Born in 1976 in Poland, Aneta Regel now lives and works in London, England. Regel’s works are unconventional, anthropomorphic sculptures inspired, almost in equal parts, by human figures and nature. Often autobiographical and outlandish, Regel aims to communicate phases of metamorphosis, conflict, and the passing of time through her pieces and often incorporates other materials besides clay. Her pieces are typically fired several times and she’s been known to include volcanic rocks and feldspars in her creations.
Ramesh Mario Nithiyendran
Born in 1988 in Colombo, Sri Lanka, Ramesh Mario Nithiyendran now lives and works in Sydney, Australia.

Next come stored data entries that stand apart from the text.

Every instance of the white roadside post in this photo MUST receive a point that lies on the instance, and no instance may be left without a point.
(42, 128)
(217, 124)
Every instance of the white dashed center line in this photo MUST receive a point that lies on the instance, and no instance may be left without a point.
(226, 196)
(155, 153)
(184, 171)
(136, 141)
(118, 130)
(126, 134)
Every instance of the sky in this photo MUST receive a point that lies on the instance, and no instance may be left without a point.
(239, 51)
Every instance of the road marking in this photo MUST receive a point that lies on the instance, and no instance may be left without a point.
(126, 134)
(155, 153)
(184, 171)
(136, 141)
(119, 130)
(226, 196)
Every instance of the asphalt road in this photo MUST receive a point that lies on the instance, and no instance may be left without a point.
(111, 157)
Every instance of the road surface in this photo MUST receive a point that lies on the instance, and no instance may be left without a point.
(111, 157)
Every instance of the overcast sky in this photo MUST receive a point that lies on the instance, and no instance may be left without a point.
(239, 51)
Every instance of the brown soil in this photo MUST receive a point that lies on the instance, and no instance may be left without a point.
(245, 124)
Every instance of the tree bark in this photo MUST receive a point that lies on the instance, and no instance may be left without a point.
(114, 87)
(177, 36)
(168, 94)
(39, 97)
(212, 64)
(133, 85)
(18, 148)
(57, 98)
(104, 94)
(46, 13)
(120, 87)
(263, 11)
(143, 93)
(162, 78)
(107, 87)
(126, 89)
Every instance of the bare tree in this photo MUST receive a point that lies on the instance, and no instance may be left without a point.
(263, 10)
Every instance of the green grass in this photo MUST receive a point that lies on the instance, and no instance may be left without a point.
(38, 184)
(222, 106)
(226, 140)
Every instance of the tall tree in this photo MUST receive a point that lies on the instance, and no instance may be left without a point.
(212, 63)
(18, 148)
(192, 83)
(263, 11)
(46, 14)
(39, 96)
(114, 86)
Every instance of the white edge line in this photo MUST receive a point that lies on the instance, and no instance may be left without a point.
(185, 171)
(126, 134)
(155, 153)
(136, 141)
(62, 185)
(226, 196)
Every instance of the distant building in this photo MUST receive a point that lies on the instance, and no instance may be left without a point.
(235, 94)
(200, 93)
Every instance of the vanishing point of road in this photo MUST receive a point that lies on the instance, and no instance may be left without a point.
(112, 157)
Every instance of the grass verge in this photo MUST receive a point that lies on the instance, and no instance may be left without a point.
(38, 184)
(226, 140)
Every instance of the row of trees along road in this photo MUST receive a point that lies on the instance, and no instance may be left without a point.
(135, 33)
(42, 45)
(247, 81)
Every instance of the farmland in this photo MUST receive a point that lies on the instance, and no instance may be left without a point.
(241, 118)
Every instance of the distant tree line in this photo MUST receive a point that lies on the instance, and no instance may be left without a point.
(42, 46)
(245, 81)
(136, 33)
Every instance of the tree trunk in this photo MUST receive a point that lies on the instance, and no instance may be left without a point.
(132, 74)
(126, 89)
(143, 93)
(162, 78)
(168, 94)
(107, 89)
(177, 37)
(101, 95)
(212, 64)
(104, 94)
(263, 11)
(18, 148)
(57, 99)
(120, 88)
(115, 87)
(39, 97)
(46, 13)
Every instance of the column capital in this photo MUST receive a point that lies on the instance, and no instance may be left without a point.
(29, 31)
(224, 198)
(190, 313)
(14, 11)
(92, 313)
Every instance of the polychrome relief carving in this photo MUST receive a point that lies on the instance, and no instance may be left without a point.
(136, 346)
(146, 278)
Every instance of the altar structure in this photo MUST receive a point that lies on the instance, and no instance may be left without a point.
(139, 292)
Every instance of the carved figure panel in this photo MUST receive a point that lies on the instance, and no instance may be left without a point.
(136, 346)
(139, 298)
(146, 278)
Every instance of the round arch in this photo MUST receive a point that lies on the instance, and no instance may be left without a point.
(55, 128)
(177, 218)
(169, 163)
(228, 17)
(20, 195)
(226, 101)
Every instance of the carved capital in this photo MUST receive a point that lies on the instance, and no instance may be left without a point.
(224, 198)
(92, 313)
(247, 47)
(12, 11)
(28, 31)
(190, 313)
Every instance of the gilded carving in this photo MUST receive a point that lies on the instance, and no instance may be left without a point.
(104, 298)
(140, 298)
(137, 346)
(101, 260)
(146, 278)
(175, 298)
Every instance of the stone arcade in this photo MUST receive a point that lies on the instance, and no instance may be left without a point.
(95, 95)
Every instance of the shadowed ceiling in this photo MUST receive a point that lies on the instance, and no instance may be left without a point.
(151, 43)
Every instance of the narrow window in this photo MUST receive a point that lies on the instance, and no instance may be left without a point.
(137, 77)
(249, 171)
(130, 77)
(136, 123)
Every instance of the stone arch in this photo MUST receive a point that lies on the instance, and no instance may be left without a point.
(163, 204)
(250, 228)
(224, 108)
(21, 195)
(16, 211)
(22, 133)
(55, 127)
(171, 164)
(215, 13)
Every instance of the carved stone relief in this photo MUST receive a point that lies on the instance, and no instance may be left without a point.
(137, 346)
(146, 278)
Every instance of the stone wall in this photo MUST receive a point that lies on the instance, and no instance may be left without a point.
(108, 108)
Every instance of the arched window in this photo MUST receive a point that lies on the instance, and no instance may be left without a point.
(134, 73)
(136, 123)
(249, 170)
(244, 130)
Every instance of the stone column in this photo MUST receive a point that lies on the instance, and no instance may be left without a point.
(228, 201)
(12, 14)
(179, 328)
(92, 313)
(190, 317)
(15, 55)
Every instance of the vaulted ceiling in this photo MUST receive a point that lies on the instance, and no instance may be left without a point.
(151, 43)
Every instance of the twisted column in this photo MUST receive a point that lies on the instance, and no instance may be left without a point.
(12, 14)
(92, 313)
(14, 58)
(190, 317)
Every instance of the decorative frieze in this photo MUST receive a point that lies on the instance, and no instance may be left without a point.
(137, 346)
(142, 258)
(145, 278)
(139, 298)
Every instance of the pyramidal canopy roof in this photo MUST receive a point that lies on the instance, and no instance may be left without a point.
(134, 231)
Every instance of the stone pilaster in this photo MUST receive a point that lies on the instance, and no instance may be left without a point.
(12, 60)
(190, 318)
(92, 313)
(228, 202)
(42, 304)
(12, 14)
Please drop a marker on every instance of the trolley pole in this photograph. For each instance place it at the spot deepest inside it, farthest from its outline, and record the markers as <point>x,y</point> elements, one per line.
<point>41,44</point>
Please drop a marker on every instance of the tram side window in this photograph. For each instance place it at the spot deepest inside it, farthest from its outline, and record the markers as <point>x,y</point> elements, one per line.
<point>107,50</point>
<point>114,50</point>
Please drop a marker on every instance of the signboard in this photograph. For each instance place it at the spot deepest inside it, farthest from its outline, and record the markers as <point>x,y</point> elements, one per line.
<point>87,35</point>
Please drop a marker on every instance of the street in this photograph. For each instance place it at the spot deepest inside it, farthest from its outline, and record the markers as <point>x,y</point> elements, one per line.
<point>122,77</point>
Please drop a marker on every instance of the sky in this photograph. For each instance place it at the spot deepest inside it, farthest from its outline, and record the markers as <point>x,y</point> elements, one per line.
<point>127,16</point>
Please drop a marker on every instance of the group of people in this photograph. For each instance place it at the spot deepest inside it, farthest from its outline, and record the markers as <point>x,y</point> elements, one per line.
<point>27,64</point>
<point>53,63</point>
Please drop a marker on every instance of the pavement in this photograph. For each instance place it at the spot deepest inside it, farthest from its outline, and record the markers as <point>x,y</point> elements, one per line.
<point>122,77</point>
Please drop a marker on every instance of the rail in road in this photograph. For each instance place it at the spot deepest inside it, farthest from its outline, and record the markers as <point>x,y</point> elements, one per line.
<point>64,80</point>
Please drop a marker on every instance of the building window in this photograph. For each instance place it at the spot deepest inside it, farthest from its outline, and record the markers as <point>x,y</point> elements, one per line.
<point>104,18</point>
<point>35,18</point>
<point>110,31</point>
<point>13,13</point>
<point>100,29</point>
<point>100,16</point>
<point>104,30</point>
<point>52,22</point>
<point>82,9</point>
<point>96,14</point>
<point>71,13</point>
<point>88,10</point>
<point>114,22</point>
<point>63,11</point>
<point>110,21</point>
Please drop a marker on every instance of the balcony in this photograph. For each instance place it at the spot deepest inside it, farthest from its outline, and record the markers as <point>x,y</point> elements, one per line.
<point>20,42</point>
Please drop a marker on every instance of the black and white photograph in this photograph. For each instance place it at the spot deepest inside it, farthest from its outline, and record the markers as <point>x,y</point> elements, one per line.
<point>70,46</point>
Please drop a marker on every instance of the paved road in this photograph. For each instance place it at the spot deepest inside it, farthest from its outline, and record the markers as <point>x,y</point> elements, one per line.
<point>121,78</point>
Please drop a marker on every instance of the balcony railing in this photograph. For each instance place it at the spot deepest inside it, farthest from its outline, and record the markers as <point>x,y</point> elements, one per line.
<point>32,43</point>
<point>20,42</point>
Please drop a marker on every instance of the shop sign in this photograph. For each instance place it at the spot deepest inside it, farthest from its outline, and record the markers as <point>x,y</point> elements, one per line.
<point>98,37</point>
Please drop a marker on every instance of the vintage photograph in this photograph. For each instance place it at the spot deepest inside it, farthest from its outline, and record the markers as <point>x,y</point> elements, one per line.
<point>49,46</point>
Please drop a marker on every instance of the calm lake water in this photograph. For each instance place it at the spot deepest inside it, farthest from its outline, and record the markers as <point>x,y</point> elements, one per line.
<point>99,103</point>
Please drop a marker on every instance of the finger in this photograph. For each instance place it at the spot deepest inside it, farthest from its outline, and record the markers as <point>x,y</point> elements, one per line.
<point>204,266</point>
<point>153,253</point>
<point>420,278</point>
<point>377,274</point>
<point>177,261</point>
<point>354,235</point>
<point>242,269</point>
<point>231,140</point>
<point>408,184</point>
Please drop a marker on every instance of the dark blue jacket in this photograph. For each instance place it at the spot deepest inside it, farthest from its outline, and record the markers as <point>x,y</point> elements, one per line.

Nithiyendran’s unconventional figures and totemic sculptures aim to explore organised religion and sexuality and are often finished with human hair, fake teeth, spray paint, and resin. Drawing on his Christian and Hindu background, Nithiyendran takes a philosophical approach to his work and believes that the many histories associated with the materials allows one to engage with the past, present, and future. His approach is made even more unusual by the fact that he’s developed some unorthodox practises such as creating separate pieces which are assembled after firing.
Born in 1978 in Ngobozana, South Africa, Andile Dyalvane now lives and works in Cape Town, creating large-scale hand-built lamps, tables, and other furniture. Through embracing the natural elements of earth, water, air, and fire, Dyalvane’s works are characterised by intricate surfaces with incised shapes inspired by Xhosa traditions such as scarification.